Paulo Morais foi o convidado do 2º Encontro da Tertúlia Olhanense

Em nota de imprensa, a Tertúlia Olhanense recorda que foi recentemente criada, mas que, tem vindo a colher mais participantes em cada sessão. É composta por 60 membros de todos os quadrantes políticos, sociais e empresariais, reúne de dois em dois meses exclusivamente no concelho de Olhão, tendo como objetivo central que, a sociedade civil olhanense debata temas de interesse nacional, regional e local.

 
A mesma nota resume que o 2.º Encontro da Tertúlia Olhanense que ocorreu a 31 de janeiro e que, “foi um sucesso pois contou com mais 50% de participantes que o 1.º evento”.
 
Segundo a organização, a Tertúlia está a afirmar-se na sociedade civil olhanense “como um espaço necessário, livre e de saudável discussão”.
 
Do segundo encontro a Tertúlia destaca a intervenção “desassombrada do Dr.
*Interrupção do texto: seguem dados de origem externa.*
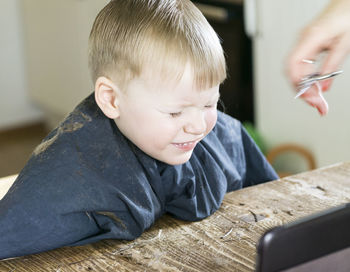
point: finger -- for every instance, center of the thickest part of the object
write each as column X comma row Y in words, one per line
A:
column 315, row 99
column 336, row 55
column 326, row 84
column 310, row 45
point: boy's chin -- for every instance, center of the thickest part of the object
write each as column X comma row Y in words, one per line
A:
column 177, row 160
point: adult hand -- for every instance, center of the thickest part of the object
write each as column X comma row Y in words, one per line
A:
column 330, row 33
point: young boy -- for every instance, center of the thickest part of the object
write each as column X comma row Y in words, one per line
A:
column 150, row 141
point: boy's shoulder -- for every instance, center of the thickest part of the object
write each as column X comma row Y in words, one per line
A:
column 227, row 126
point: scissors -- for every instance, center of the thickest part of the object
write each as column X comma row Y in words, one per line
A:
column 308, row 81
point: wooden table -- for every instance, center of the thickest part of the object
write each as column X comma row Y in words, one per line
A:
column 226, row 241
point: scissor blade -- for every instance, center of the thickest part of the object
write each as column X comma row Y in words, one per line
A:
column 302, row 91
Paulo Morais, que colocou ‘o dedo na ferida’ na autêntica chaga social que é a corrupção no nosso País”. A mesma nota evidencia que, as suas considerações “deixaram alguns dos presentes incrédulos” com questões como: como é possível este grau de corrupção num País tão pequeno como o nosso?
 
Paulo Morais avançou que, Portugal se encontra no 30.º lugar dos países mais corruptos, e que a corrupção é sistémica e está entranhada nos próprios agentes do Estado.
 
A mesma fonte cita ainda que, a maior corrupção parte do Estado Central e das Autarquias, sendo destacados os casos na Banca e na Ponte Vasco da Gama.
 
Paulo Morais aprofundou o urbanismo e o planeamento nas autarquias que, “proporciona grandes esquemas de corrupção onde os interesses privados se sobrepõem aos interesses públicos”.
 
Em jeito de conclusão, a Tertúlia aponta que, “é preciso uma justiça mais célere e a atuar sem piedade contra o crime económico”.
 
Realçando que, “tem de terminar a promiscuidade entre os grandes escritórios de advogados que fazem as leis e depois elaboram pareceres que custam milhões a esclarecer os pareceres que eles próprios elaboraram com a agravante destes advogados litigarem contra o Estado em nome dos privados usando as leis que elaboraram”, a organização fechou o encontro, com a promessa de se voltar a reunir daqui a dois meses.